Computing Maximum Cliques in Parallel

Topic Overview

In an undirected graph, a clique is a subgraph which is complete, that is, every vertex in the subgraph is connected to every other vertex. A maximum clique is the largest clique in the entire graph. Maximum cliques are widely used to analyse graphs in fields such as bioinformatics, food webs, communication networks and even chemistry. This is generally done by finding all the maximal cliques in graph. A maximal clique in is a clique which can no longer be augmented by adding another neighbouring vertex, that is, it isn’t a subset of a larger clique. Our goal is to find the maximum clique of a graph in reasonable time using parallel computing.

Description of the Computational Problem Solved

Cliques are a subset of vertices present in an undirected graph such that each vertex is directly connected to all the other vertices in the set, thereby making it a complete graph.

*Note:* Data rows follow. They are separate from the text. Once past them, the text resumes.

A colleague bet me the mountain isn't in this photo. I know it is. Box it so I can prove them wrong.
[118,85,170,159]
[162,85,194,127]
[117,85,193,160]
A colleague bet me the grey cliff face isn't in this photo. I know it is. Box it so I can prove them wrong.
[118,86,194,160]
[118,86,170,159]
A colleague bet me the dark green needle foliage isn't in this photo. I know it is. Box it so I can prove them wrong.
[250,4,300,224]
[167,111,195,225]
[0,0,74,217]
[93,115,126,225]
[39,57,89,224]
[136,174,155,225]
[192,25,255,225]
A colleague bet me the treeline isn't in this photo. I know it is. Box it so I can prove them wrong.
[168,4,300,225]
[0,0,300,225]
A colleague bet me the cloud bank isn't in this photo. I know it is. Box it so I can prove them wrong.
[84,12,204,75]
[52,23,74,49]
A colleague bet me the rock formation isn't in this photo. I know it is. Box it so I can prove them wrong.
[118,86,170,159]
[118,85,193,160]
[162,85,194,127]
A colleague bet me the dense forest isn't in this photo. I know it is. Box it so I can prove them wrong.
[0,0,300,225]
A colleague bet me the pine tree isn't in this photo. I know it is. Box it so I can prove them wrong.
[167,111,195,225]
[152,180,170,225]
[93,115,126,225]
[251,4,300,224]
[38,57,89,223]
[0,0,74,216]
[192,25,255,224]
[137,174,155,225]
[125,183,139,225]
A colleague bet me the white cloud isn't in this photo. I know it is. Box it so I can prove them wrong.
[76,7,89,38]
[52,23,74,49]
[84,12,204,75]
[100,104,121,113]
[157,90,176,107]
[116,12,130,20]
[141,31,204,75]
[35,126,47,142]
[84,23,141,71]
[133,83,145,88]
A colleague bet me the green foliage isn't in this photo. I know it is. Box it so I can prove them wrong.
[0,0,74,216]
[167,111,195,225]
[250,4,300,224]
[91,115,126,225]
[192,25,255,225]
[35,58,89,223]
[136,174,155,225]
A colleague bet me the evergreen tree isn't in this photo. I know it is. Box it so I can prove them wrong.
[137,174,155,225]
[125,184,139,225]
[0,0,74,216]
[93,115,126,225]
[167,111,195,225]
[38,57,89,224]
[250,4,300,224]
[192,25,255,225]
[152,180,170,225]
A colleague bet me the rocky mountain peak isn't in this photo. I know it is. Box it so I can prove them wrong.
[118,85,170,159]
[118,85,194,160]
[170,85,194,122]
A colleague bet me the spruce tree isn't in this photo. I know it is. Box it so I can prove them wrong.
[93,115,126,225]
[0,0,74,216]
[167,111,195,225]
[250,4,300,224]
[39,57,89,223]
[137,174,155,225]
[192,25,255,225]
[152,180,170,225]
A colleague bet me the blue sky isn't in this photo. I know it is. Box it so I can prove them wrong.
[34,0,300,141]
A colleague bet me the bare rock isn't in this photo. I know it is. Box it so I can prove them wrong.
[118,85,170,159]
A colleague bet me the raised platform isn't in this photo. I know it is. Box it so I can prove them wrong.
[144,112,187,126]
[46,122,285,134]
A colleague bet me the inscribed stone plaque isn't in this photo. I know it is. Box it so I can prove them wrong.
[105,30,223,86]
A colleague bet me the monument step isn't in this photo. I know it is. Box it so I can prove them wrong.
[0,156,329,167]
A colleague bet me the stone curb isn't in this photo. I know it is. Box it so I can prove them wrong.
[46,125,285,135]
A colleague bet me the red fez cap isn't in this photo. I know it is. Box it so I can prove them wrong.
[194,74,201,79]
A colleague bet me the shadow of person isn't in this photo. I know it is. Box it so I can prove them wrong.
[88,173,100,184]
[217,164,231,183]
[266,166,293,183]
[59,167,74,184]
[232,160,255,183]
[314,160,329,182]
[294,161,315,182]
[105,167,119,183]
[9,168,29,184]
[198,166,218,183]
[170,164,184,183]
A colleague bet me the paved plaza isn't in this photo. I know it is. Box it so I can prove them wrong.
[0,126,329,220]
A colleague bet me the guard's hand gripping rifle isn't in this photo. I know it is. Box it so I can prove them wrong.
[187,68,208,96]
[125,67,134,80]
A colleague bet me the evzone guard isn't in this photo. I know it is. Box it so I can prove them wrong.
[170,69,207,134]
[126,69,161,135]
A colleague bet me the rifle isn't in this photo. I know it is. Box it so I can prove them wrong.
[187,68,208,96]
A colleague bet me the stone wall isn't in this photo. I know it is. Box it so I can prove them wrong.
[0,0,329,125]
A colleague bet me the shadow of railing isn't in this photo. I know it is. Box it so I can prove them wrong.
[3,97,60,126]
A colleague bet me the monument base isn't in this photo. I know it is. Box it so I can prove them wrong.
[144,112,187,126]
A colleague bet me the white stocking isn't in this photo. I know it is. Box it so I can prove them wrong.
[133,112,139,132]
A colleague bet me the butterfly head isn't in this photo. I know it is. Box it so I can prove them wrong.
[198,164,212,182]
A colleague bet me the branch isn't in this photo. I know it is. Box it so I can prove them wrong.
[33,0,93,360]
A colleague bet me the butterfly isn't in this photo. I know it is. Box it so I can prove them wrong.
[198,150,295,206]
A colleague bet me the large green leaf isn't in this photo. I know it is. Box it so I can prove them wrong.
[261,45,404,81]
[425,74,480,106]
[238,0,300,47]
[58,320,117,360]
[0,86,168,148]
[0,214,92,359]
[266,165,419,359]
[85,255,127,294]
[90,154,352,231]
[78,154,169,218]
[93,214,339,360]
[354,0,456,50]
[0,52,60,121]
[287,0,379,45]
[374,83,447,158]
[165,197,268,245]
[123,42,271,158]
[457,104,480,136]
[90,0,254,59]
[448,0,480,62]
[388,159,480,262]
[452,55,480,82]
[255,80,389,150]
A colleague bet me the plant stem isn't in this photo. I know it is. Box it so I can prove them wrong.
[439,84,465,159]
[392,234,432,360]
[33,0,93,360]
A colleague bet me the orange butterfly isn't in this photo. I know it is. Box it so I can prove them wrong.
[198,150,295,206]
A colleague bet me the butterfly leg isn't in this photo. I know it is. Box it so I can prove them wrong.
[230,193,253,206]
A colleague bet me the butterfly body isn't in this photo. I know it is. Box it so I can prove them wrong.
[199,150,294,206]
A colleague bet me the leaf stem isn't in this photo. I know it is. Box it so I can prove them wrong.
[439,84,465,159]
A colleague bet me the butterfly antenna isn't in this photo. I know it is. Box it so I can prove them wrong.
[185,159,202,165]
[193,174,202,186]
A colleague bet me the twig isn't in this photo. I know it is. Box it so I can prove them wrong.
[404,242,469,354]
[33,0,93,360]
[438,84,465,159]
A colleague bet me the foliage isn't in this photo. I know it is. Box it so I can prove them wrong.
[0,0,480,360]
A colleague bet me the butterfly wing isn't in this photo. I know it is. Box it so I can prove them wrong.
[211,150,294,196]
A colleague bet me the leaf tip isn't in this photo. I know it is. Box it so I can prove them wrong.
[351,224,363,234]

Source - wikipedia.org/wiki/Clique_(graph_theory)

In the above figure, there are several cliques present, but the light blue polygons are all maximal cliques and the dark blue polygons are maximum cliques. Maximal clique are cliques which cannot be extended by including another adjacent vertex of the graph in the set. Some authors define cliques to be maximal by definition. Maximal cliques should not be confused with maximum cliques. A Maximum clique is a clique in a graph such that there cannot be no clique with more vertices in it. This is also called the clique number of a graph. A maximum clique is always maximal, the converse is not always true.

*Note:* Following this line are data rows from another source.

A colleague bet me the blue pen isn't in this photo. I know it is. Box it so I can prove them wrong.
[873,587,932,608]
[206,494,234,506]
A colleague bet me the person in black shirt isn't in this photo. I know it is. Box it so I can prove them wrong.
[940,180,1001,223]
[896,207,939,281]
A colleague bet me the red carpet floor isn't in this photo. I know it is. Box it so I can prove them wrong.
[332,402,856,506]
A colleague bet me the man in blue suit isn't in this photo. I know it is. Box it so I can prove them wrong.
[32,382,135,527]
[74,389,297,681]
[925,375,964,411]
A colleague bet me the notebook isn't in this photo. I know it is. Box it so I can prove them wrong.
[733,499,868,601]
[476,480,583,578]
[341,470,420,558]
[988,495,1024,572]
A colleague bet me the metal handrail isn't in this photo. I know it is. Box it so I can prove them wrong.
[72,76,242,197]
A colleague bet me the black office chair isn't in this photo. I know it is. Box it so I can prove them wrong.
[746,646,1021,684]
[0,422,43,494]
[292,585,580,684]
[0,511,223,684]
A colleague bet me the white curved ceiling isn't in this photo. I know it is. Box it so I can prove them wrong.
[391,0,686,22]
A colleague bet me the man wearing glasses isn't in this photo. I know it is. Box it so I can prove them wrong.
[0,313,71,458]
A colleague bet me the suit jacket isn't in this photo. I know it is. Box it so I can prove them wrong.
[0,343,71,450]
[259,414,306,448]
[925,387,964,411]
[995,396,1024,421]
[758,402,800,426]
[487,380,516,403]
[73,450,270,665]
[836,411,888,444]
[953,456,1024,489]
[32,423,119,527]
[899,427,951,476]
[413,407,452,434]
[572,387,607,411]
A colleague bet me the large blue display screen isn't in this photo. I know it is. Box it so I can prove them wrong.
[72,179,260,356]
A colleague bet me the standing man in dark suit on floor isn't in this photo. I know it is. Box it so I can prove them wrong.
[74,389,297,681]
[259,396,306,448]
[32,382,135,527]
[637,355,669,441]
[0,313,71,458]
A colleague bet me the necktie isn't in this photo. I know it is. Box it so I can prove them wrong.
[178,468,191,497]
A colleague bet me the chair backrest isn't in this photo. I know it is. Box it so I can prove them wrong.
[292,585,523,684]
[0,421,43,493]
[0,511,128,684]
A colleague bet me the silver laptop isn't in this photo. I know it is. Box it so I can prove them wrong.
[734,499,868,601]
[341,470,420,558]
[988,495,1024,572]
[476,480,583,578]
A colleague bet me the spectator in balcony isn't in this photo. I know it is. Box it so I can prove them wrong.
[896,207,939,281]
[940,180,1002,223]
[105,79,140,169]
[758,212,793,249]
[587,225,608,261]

In the figure given above the vertices on the left form a maximal clique while on the right form maximum clique in the example. Finding maximum clique in graphs is a known NP complete problem. Finding maximum cliques can give important insights in the graph and could be very useful. Clique problem has been in the graph theory domain for years now and there are several algorithms to find the maximum clique in the graphs. Although, due to the computational complexity it is impossible to run a sequential algorithm on a large dataset and expect a reasonable runtime. We tried to reduce the total runtime to compute the maximum clique in a graph with parallel computing. Bron-Kerbosch was modified to run in parallel and solve the problem to find the maximum clique in parallel.

Design and Operation of the Sequential Program

The Bron Kerbosch algorithm is a recursive implementation to find the maximum cliques in a graph. The algorithm uses three sets of vertices to build a clique step by step. The sets are named R, P and X and contain the following vertices:

R: The set of vertices that are part of the current maximum clique,
P: The set of vertices that are candidates for R,
X: The set of vertices that are excluded for the current maximum clique. Below is the pseudocode that described the Bron-Kerbosch algorithm:

   BronKerbosch1(R, P, X):
       if P and X are both empty:
           report R as a maximal clique
       for each vertex v in P:
           BronKerbosch1(R ⋃ {v}, P ⋂ N(v), X ⋂ N(v))
           P := P \ {v}
           X := X ⋃ {v}

In the first call to the algorithm, 'R and X are empty; The current maximum clique is yet to be found and there are no vertices to exclude. P contains all the vertices of the graph. For every vertex in P, it will select it as a candidate v, and place it in R. It then only retains those vertices in P which are the neighbors of the v. This is because a vertex not connected to v cannot be part of the proposed maximum clique in R. After a recursive call is made with the new sets, v is removed from P and it added to the excluded set v When there are no more candidates remaining and there no more vertices in X, R is reported to be the maximum clique.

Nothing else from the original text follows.